In what has been billed as probably the closest congressional contest in Maryland, the race between incumbent District 6 Rep. John Delaney (D) and his Republican challenger, Amie Hoeber is heating up.
Delaney filed a complaint with the Federal Election Commission on Sept. 21, alleging that Hoeber’s campaign violated FEC rules because her husband, Mark Epstein, donated to the super PAC Maryland USA.

Epstein, the senior vice president of Qualcomm, has been the primary funder of Maryland USA, donating $4.2 million to the super PAC going back to October 2015. While FEC rules allow super PACs to accept unlimited contributions from donors, it prohibits them from coordinating directly with candidates or their campaigns. Epstein said that although he donates regularly to Maryland USA, he has no role in the super PAC.

“A super PAC was established, and they solicited a lot of people including me saying please donate to us to help Amie’s campaign, so I donated to them,” he said Sunday before a candidate forum at B’nai Israel Congregation in Rockville.

Hoeber, a Potomac resident and member of Congregation B’nai Tzedek, said she is certain she will be exonerated by the FEC and that an attorney has “vetted all of their campaign processes” without finding any wrongdoing.

“Anybody can contribute to any super PAC,” she said. “There are lots of super PACs that are formed by family members of candidates.”

The Maryland USA website states that it is “not authorized by any candidate or candidate’s committee,” but it also features pro-Hoeber literature and three television campaign ads supporting her candidacy.

The homepage also features a headshot of Hoeber that is identical to the one used on her campaign website.

Delaney, speaking after the forum, said his campaign had known all along about the super PAC but decided to take action last week after the ads aired.
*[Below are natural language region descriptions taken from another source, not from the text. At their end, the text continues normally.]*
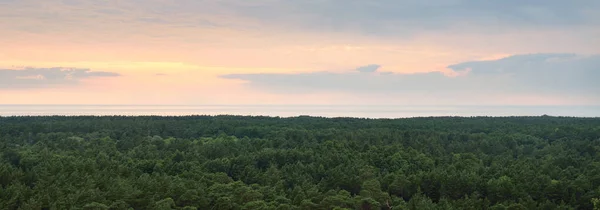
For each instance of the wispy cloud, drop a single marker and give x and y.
(368, 17)
(46, 77)
(549, 74)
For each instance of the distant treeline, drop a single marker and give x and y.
(238, 162)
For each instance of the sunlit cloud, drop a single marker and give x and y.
(558, 74)
(47, 77)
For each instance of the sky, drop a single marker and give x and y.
(400, 52)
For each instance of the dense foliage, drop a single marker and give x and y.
(234, 162)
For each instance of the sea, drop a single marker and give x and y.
(361, 111)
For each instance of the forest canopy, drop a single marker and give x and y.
(243, 162)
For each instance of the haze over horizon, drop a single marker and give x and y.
(402, 52)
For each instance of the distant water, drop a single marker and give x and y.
(296, 110)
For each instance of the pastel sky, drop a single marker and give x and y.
(438, 52)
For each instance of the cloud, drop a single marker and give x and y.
(368, 68)
(391, 17)
(46, 77)
(548, 74)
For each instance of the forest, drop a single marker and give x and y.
(297, 163)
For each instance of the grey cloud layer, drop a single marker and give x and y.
(551, 74)
(46, 77)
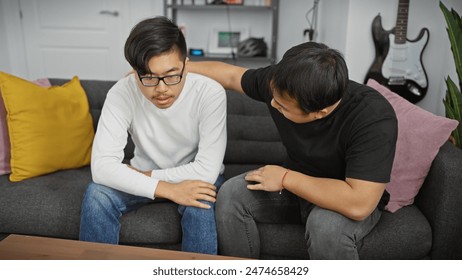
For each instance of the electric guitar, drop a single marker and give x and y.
(397, 64)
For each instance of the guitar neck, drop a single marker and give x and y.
(401, 22)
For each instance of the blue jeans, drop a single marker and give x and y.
(102, 208)
(328, 234)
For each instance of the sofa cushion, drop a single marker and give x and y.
(46, 205)
(49, 128)
(253, 139)
(4, 138)
(50, 205)
(420, 136)
(405, 234)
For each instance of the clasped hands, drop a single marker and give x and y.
(267, 178)
(187, 193)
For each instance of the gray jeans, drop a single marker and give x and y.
(328, 235)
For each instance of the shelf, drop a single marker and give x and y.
(244, 13)
(218, 7)
(229, 57)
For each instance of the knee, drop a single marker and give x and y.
(323, 228)
(199, 214)
(230, 196)
(96, 196)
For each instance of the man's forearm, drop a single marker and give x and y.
(229, 76)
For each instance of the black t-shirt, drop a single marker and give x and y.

“We didn’t think it was our business to do anything until it was actually directed against us, which it was,” Delaney said of the super PAC’s activity.

Delaney called Epstein’s assertion that he has no involvement in the super PAC “preposterous.”

“If you look at the overlaps … he was an officer of her campaign. He goes to an event with her. He answers questions for her. They live together. I mean this is kind of brazen to say the least. Being an officer on both sides? How could you not be coordinating if you’re an officer of the campaign and the sole funder of the Super PAC.”

Delaney, one of the wealthiest members of Congress, said he hopes the FEC takes action, but realizes the commission may not because it is “gridlocked.” Otherwise he said he plans to follow through with a multimillion-dollar damage claim that he hopes will gain national attention.

“Violations of the law are always concerning,” he said. “The fact that it’s in the millions of dollars justifies me pursuing the legal action, which costs money. I’ll pursue this for years, ultimately get a direct cause of action against them, and I think this can be a groundbreaking case where people in the future talk about Delaney vs. Epstein as a “standard for how super PACs can act.”